Neural stem cells have been shown to engage in migration and replacement of dying neurons in classical experiments performed by Sanjay Magavi and Jeffrey Macklis. Using a laser-induced damage of cortical layers, Magavi showed that SVZ neural progenitors expressing Doublecortin, a critical molecule for migration of neuroblasts, migrated long distances to the area of damage and differentiated into mature neurons expressing NeuN marker. In addition, Masato Nakafuku's group from Japan showed for the first time the role of hippocampal stem cells during stroke in mice. These results demonstrated that NSCs can engage in the adult brain as a result of injury. Furthermore, in 2004 Evan Y. Snyder's group showed that NSCs migrate to brain tumors in a directed fashion. Jaime Imitola, M.D and colleagues from Harvard demonstrated for the first time, a molecular mechanism for the responses of NSCs to injury. They showed that chemokines released during injury such as SDF-1a were responsible for the directed migration of human and mouse NSCs to areas of injury in mice. Since then other molecules have been found to participate in the responses of NSCs to injury. All these results have been widely reproduced and expanded by other investigators joining the classical work of Richard L. Sidman in autoradiography to visualize neurogenesis during development, and neurogenesis in the adult by Joseph Altman in the 1960s, as evidence of the responses of adult NSCs activities and neurogenesis during homeostasis and injury.

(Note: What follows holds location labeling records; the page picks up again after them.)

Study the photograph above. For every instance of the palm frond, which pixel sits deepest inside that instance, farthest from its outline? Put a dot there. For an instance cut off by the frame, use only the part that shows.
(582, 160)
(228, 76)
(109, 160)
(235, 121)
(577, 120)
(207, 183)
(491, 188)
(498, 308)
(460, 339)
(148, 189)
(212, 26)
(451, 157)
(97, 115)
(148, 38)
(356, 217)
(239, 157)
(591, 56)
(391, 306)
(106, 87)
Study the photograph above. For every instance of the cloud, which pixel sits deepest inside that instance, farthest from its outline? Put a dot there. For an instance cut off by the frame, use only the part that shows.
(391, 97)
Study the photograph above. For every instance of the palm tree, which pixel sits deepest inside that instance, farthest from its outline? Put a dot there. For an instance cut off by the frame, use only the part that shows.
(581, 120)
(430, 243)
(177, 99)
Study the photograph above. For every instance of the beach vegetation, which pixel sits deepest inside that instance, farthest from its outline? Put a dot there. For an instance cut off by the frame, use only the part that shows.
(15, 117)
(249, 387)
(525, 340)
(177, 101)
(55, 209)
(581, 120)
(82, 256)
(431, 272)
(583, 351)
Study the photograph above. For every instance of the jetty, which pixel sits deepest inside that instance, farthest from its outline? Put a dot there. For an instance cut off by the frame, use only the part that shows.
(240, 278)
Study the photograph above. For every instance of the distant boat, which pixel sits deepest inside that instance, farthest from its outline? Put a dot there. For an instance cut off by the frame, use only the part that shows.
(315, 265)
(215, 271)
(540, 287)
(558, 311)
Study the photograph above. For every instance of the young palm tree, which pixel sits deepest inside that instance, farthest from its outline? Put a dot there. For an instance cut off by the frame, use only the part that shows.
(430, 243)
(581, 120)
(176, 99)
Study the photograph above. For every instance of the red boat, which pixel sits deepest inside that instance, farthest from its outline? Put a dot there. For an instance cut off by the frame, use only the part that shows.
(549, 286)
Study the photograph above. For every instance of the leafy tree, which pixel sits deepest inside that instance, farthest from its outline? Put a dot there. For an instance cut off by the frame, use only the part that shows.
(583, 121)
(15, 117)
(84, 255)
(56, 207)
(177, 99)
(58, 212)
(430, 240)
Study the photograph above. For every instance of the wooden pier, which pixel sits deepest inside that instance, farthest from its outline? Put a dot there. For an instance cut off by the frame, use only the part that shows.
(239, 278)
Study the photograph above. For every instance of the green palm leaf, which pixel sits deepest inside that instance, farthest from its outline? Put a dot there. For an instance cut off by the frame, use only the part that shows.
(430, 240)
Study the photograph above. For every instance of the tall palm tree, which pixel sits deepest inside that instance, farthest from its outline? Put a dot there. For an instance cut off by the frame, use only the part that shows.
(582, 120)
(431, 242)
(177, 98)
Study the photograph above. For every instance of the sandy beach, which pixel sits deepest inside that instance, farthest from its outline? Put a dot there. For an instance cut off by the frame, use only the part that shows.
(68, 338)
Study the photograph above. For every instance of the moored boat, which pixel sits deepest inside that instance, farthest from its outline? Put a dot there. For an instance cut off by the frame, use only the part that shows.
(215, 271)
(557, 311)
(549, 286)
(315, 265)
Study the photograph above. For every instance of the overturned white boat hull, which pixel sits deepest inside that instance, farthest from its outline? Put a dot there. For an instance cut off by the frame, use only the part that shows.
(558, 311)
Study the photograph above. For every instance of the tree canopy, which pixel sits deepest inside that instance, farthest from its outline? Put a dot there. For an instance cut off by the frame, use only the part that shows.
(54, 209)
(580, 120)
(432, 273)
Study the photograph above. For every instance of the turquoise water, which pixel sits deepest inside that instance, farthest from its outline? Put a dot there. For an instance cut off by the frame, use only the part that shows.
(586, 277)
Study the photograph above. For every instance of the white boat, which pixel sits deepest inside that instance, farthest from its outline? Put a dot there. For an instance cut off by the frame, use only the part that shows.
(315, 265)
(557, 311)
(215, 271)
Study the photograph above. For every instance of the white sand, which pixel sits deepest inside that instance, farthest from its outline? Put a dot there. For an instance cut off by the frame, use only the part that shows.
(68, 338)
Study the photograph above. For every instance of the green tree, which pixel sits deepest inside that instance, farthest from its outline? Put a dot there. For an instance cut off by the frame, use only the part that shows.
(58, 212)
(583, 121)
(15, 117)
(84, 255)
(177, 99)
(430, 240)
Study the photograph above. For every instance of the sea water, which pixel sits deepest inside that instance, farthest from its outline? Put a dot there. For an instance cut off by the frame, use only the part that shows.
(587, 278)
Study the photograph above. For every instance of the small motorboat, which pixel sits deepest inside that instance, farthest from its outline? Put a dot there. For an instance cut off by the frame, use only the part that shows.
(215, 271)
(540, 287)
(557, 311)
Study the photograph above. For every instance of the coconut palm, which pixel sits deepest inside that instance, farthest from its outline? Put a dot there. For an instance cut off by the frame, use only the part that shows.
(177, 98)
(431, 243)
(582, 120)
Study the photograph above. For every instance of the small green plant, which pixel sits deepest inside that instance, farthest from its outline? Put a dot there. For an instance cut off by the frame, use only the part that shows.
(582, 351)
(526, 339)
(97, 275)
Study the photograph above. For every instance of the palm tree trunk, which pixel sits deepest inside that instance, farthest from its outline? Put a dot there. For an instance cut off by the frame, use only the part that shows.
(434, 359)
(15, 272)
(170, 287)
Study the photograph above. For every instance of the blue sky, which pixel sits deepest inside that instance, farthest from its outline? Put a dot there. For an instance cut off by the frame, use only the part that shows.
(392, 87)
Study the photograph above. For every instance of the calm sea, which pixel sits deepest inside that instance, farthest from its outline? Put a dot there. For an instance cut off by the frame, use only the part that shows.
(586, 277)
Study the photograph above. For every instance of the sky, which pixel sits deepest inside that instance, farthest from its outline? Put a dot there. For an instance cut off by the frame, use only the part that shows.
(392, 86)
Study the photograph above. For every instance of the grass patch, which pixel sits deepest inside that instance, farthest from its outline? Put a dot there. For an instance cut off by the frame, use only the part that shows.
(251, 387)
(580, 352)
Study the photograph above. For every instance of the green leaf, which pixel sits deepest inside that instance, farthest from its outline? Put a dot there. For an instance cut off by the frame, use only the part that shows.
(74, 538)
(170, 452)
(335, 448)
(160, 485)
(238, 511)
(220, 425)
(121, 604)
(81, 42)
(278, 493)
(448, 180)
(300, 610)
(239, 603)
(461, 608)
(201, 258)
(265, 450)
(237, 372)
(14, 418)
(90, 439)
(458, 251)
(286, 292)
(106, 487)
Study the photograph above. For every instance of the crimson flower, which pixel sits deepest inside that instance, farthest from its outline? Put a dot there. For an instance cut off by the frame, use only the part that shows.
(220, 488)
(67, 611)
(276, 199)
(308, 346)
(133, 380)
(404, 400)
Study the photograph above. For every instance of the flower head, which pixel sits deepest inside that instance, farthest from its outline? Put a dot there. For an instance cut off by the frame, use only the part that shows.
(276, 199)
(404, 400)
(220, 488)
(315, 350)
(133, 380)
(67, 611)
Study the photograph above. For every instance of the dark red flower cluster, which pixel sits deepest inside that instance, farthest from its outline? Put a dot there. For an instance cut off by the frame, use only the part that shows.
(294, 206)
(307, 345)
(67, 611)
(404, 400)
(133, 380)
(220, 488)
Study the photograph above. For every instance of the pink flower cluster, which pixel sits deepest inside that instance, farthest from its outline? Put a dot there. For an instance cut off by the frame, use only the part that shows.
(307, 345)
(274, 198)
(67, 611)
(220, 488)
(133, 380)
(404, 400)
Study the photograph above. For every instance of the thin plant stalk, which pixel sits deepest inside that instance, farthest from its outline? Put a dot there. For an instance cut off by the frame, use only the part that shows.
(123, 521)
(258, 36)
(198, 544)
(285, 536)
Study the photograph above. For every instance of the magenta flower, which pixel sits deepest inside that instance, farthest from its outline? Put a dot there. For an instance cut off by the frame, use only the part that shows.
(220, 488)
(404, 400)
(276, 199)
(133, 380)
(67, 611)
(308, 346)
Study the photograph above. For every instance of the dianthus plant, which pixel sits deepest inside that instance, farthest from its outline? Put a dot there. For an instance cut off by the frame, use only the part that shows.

The search for additional mechanisms that operate in the injury environment and how they influence the responses of NSCs during acute and chronic disease is matter of intense research.
Research
Regenerative therapy of the CNS
Cell death is a characteristic of acute CNS disorders as well as neurodegenerative disease. The loss of cells is amplified by the lack of regenerative abilities for cell replacement and repair in the CNS. One way to circumvent this is to use cell replacement therapy via regenerative NSCs. NSCs can be cultured in vitro as neurospheres. These neurospheres are composed of neural stem cells and progenitors with growth factors such as EGF and FGF. The withdrawal of these growth factors activate differentiation into neurons, astrocytes, or oligodendrocytes which can be transplanted within the brain at the site of injury. The benefits of this therapeutic approach have been examined in Parkinson's disease, Huntington's disease, and multiple sclerosis. NSPCs induce neural repair via intrinsic properties of neuroprotection and immunomodulation. Some possible routes of transplantation include intracerebral transplantation and xenotransplantation.For neurodegenerative diseases, another transplantation therapy arising in research is the directional induction of neural stem cells. The direct transplantation of NCSs is limited and faces challenges due to low survival rate and irrational differentiation. To overcome the limitations, the direct induction of NCSs aims to manipulate the differentiation of NCS prior to transplantation. Currently NSCs are obtained from primary CNS tissues, the differentiation of pluripotent stem cells and transdifferentiation from somatic cells. Induced NCSs can be reprogrammed from somatic cells. Hence, directional induction takes NSCs from different sources and forces them to differentiate into the desired neural lineage cells. An example of the therapeutic usage of this technique is the targeted differentiation of ventral midbrain dopaminergic neurons into different models of PD. Current therapies for the neurodegenerative disease Parkinson's Disease include dopamine replacement therapy. This works to alleviate PD symptoms, but as the disease progresses, the alleviating mechanisms are affected in a nonlinear manner.
An alternative therapeutic approach to the transplantation of NSPCs is the pharmacological activation of endogenous NSPCs. Activated eNSPCs produce neurotrophic factors, several treatments that activate a pathway that involves the phosphorylation of STAT3 on the serine residue and subsequent elevation of Hes3 expression oppose neuronal death and disease progression in models of neurological disorder.